Absence of action is more pernicious and might be more common. In at least one case which I witnessed in person, an AAG sat next to the chair of a Critical Area Commission "panel" while a meeting was illegally closed, and said and did nothing. And then claimed they had proceeded according to the law.
And then her superior claimed that the "panel" wasn't really a public body. Oops. Wrong. It is.
And should you see something go right past an AAG, you will be interested (probably not surprised) to learn there is no procedure for a citizen to contact the Office of the Attorney General and alert them. There's no "ombudsman" and no one who handles questions about AAG behavior. Remember, the Open Meetings Compliance Board addresses the behavior of the public body: not the lawyers.
If a county roads employee treats you badly, you can complain to the county administrator or executive. You'll be taken seriously, at least most of the time.

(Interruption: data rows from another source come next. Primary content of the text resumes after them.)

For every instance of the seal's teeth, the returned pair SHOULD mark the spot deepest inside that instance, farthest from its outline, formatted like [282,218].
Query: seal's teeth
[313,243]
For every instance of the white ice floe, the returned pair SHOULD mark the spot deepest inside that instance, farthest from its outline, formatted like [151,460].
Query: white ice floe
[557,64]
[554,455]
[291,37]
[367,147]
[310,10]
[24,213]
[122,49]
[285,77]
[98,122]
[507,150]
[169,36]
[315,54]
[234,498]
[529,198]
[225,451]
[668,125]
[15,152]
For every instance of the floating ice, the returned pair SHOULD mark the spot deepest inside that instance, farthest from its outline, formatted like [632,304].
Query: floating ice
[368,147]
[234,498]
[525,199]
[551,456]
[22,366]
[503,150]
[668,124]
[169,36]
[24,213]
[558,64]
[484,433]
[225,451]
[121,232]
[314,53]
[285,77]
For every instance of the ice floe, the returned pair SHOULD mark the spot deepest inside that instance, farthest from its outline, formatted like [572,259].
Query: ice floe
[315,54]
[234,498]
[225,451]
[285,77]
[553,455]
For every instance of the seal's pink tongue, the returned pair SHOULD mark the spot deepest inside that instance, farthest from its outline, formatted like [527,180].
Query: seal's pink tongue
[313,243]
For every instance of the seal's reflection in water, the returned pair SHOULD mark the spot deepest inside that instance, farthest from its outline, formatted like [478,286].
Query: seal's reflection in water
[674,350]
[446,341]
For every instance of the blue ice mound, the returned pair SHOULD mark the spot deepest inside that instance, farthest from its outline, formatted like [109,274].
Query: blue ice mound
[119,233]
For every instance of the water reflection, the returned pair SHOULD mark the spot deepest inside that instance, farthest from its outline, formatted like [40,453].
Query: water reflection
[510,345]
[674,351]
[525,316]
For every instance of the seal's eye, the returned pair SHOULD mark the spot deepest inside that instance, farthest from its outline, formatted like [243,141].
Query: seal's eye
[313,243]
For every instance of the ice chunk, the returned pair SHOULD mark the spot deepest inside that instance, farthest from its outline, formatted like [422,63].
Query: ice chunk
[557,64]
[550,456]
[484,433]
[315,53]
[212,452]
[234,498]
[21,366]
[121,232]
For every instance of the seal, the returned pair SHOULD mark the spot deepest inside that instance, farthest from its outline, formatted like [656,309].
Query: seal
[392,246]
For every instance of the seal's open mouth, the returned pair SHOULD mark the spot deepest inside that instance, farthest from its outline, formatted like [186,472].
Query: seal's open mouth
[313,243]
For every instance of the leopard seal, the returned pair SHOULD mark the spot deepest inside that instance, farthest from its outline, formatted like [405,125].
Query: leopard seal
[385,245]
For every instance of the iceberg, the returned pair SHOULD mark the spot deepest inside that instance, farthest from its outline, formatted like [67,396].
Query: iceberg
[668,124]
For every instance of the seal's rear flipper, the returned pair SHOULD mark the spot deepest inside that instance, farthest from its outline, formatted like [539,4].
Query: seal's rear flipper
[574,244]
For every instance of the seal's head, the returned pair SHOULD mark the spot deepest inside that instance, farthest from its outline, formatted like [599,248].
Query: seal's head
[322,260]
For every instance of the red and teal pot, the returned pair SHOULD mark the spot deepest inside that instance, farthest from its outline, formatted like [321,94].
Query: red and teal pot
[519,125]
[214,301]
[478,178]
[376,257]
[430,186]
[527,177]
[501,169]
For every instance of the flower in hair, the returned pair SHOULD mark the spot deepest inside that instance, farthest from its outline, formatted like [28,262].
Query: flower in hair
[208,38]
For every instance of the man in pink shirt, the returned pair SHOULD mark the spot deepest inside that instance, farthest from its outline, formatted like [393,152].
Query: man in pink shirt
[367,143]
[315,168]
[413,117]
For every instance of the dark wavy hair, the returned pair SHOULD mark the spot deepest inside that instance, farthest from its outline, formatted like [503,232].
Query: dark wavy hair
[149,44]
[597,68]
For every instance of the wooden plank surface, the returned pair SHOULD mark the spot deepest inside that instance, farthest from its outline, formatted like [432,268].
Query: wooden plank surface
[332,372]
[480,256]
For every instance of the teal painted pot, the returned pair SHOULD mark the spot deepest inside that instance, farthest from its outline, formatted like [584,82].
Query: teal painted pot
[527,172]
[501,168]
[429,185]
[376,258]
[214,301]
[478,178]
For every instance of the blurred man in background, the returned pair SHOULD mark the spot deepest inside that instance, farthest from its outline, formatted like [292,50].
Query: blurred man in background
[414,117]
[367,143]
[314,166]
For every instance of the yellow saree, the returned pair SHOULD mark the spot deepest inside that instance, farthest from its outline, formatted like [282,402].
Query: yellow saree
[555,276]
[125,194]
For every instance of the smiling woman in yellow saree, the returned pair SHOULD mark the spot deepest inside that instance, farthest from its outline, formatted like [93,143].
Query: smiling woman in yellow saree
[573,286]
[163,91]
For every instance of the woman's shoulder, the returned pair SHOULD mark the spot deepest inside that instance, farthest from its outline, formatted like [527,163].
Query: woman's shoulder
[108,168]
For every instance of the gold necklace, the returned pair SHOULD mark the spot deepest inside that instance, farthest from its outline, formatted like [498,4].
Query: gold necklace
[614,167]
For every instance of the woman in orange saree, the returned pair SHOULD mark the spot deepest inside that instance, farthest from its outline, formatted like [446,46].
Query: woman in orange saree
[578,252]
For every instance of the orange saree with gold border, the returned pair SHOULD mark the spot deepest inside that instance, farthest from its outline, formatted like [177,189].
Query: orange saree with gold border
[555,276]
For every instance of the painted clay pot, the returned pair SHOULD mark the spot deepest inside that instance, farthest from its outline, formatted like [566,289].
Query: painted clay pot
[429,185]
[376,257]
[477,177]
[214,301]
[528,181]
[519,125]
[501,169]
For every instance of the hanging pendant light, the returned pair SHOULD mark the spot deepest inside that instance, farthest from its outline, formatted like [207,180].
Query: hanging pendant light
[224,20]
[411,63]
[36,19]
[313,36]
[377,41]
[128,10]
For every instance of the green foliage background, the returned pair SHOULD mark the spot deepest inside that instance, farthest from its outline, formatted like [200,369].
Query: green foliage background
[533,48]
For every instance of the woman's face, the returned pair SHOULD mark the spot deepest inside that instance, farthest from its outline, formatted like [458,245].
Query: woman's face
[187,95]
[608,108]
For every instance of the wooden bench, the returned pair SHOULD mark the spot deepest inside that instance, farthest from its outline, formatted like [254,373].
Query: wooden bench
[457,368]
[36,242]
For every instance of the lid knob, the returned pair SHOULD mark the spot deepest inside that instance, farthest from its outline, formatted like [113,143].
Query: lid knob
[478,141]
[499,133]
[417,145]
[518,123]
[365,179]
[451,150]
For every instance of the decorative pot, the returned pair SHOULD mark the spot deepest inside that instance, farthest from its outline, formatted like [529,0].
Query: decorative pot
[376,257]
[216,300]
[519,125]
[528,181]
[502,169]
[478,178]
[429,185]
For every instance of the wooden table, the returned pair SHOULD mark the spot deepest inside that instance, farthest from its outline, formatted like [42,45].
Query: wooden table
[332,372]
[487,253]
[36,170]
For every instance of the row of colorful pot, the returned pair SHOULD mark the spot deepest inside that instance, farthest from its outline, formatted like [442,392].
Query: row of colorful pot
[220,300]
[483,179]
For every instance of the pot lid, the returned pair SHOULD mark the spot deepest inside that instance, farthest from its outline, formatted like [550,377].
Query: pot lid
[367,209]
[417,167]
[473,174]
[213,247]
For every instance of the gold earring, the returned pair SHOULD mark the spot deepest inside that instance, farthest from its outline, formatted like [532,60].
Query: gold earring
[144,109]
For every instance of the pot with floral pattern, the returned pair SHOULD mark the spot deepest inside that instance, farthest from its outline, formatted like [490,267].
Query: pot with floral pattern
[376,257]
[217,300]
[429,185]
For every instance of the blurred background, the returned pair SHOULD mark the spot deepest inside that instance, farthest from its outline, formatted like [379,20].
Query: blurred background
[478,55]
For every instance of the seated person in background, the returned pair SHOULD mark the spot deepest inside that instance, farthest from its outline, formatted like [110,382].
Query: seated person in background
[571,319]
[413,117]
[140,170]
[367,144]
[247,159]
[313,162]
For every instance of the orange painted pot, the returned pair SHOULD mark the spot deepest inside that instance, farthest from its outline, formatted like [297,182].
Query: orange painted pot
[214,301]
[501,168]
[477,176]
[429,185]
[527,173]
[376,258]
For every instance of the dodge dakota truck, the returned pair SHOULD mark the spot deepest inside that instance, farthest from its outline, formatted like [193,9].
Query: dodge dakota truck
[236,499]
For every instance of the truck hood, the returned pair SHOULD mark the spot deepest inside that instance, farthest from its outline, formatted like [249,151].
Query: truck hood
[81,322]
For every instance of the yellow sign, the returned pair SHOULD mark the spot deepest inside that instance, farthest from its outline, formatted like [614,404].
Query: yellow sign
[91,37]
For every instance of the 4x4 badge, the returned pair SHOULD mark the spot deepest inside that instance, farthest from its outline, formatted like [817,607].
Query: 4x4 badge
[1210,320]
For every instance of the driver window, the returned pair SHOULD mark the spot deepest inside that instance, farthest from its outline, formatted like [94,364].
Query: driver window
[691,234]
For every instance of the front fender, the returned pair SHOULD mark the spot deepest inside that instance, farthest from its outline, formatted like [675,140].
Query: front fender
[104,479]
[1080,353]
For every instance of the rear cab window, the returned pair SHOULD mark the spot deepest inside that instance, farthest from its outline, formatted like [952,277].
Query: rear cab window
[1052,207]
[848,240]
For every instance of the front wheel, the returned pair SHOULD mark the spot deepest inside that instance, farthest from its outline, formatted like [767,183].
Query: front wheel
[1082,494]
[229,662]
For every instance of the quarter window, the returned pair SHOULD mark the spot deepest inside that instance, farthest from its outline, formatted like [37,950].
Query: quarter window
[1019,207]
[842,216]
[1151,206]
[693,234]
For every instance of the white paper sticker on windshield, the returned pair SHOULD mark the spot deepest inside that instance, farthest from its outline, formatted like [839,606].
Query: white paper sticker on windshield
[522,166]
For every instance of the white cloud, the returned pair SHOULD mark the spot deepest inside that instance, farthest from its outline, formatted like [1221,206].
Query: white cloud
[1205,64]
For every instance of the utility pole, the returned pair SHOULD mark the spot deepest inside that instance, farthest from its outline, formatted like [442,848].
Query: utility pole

Unlike a low-level county worker, it appears that there's zero accountability to citizens and taxpayers for these AAGs. It's one thing to argue in the interests of your "client." It's another to try to get them off the hook for blowing off the public's right to witness the conduct of public business and coming up with stuff that's just plain wrong.
So now we know the truth. It was not "Attorney General Doug Gansler."
It was not the proper individual within the Office of the Attorney General.
It was an Assistant Attorney General, whose salary is paid by taxpayers, who sits in on all the regents' meetings. And why would he tell them they can't do what they want to do?
So why couldn't Kirwan and Shea simply say from the very beginning, "We asked our attorney, Tom Faulk, who said it was OK."
I don't know why, but it does not make for, as the pundits say, good optics.